Over-collateralized algorithmic stablecoins define the future of genuine decentralized finance. Beyond technical definitions, Vitalik envisions a long-term shift away from USD-pegged systems toward diversified accounting units supported by decentralized collateral structures. This vision aligns with his earlier proposals on the “three challenges of decentralized stablecoins”: reducing USD dependence, ensuring oracle security, and resolving staking yield conflicts.

Ideological Divides and Future Directions in DeFi

Follow-up responses in the discussion further intensify these tensions. Some believe that combining DeFi with centralized assets can still reduce intermediaries and systemic risks. Others support c-node’s purist stance, predicting that market forces will favor self-custody driven protocols over hybrid or fiat-backed systems.

This debate may shape the next phase of crypto innovation. Ethereum’s dominance in DeFi owes much to early adopters committed to decentralization, contrasting sharply with other blockchains where VC-backed investors prioritize convenience over decentralization. Meanwhile, Vitalik’s push for over-collateralized algorithmic stablecoins and diversified indices suggests a future beyond current USD-pegged models.

As DeFi approaches its second decade, these discussions indicate that the industry is shifting focus from mere yields and liquidity to principles: custody, decentralization, and risk diversification. This raises questions: Can DeFi truly replace traditional finance, or is it still just a complex tool for crypto speculators?

Market realities show that USDC-based protocols dominate market share and trading volume. Leading protocols like Aave, Compound, and Curve have TVLs heavily weighted toward centralized stablecoins like USDC and USDT, far surpassing algorithmic stablecoins.
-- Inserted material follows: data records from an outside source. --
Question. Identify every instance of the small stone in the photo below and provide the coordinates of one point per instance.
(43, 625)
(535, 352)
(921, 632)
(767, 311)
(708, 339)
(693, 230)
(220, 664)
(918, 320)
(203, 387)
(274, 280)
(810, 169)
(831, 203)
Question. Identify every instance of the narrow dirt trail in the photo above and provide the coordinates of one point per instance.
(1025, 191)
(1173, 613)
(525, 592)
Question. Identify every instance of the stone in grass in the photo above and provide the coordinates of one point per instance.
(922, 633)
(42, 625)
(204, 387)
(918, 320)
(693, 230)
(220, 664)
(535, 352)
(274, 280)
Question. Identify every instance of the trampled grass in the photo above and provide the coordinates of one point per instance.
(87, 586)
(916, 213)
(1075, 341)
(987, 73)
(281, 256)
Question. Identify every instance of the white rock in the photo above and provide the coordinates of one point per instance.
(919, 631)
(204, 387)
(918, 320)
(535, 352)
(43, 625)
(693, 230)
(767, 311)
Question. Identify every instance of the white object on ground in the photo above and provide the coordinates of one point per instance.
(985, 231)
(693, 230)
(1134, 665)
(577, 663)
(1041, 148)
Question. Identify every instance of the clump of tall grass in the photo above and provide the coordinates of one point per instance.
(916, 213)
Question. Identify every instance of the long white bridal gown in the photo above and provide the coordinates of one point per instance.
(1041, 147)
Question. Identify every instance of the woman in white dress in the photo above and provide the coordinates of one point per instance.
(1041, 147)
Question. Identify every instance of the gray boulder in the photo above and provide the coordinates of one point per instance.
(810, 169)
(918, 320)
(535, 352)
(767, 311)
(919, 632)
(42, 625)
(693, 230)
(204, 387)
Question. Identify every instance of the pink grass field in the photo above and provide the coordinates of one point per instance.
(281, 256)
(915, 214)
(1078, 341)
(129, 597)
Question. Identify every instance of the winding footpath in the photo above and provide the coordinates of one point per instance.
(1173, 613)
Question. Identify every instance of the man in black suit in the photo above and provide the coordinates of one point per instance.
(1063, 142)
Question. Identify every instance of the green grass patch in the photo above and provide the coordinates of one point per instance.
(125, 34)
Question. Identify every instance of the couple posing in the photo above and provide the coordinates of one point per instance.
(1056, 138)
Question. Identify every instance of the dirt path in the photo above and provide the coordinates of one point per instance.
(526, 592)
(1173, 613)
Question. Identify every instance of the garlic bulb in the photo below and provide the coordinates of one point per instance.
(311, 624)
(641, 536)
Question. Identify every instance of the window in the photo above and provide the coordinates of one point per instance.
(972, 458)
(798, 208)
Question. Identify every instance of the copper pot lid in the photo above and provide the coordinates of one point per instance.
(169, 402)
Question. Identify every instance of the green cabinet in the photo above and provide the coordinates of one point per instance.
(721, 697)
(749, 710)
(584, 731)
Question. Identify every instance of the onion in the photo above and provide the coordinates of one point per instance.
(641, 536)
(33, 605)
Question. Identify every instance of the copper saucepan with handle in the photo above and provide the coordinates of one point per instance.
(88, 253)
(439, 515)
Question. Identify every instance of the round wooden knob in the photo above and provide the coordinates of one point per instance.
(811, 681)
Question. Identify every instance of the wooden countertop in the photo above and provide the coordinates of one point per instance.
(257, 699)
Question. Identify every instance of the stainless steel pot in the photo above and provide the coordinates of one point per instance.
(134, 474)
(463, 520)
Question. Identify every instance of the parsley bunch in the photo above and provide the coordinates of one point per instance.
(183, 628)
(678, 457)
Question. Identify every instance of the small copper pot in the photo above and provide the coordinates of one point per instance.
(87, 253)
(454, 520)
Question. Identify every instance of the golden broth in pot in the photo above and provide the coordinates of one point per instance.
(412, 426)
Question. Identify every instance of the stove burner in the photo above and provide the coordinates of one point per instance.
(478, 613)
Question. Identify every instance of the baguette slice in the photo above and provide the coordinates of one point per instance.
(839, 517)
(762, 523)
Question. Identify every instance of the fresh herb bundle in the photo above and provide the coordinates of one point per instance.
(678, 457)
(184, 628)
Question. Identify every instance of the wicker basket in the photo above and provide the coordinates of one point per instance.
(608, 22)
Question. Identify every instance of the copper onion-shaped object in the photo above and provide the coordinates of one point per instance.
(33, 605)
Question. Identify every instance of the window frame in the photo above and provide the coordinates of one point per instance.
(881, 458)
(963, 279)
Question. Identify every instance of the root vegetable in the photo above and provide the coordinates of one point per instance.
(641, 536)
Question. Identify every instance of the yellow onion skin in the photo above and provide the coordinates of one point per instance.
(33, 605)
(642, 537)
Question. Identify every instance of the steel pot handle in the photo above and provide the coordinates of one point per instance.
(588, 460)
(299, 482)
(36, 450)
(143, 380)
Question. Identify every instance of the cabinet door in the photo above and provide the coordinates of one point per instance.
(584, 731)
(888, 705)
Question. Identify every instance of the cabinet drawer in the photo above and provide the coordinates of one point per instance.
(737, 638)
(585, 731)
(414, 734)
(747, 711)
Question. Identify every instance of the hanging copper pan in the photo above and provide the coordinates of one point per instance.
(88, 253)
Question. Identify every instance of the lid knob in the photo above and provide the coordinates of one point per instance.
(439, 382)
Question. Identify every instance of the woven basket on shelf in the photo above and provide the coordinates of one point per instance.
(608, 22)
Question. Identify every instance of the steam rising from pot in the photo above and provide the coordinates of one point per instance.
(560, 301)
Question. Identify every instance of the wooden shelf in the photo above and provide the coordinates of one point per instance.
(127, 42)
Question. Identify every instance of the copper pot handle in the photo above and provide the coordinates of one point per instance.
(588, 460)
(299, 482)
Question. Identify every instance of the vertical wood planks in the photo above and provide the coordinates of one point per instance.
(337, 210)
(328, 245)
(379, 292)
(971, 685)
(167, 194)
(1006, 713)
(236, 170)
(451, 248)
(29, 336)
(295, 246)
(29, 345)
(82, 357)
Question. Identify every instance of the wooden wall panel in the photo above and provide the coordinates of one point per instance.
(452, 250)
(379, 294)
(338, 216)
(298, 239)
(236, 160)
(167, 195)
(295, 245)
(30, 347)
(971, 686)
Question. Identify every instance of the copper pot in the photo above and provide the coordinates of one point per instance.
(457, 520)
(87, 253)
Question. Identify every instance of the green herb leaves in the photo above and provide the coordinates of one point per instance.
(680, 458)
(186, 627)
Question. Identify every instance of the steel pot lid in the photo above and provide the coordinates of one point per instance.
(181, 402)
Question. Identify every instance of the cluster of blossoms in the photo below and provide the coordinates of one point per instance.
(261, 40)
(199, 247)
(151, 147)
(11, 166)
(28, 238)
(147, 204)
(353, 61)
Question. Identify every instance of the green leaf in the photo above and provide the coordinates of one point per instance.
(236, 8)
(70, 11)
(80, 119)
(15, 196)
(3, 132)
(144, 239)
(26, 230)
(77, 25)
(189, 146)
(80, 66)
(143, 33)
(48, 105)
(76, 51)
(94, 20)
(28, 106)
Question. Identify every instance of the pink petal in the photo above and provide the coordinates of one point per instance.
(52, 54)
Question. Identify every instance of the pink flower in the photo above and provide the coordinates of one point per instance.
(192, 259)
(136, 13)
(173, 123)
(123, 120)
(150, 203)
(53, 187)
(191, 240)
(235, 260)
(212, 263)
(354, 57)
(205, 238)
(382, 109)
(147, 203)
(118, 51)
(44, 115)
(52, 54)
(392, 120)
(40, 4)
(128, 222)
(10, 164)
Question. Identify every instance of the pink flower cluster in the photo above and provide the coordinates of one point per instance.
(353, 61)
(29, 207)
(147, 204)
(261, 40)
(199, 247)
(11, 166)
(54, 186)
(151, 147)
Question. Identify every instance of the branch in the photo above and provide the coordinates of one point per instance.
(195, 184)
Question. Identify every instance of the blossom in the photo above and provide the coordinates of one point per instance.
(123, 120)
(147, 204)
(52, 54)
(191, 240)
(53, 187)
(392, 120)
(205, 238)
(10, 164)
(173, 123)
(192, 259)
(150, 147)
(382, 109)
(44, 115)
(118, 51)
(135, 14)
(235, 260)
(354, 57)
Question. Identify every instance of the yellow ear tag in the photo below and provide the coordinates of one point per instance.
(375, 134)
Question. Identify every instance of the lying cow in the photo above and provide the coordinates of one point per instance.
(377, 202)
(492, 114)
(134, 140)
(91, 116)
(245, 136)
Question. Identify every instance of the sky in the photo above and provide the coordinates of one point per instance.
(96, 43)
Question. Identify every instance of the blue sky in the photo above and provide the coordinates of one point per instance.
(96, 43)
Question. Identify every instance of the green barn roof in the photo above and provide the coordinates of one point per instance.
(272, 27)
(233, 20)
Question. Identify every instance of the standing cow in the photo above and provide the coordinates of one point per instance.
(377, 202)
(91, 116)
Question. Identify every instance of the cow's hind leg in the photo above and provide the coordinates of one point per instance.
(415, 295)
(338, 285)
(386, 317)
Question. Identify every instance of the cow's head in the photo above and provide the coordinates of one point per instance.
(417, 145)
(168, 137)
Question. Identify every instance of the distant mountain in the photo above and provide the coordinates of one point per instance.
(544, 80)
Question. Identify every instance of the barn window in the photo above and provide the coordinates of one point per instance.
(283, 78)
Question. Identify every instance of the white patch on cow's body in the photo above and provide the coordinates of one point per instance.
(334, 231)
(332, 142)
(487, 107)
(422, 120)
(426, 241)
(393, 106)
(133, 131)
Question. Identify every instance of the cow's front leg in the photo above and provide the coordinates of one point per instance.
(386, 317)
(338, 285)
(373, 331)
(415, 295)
This market vote indicates users prioritize convenience and yields over pure decentralization. While Vitalik’s criticisms are theoretically sound, reversing market trends requires offering truly competitive decentralized alternatives.

The collapse of Terra/UST remains the biggest shadow over algorithmic stablecoins. Although Vitalik emphasizes “over-collateralized” algorithmic stablecoins (like DAI) versus Terra’s under-collateralized model, the term “algorithmic stablecoin” has already become traumatized in the market. Restoring trust in this direction may take years and multiple successful case studies.

For DeFi practitioners, Vitalik’s critique serves as a wake-up call. When founders begin questioning the current path, the industry must reflect seriously. Should it continue catering to market demand with USDC-based convenience, or return to its decentralized roots risking user loss? This choice will determine DeFi’s positioning in the next decade: as an efficiency tool for traditional finance or as a truly disruptive alternative financial system.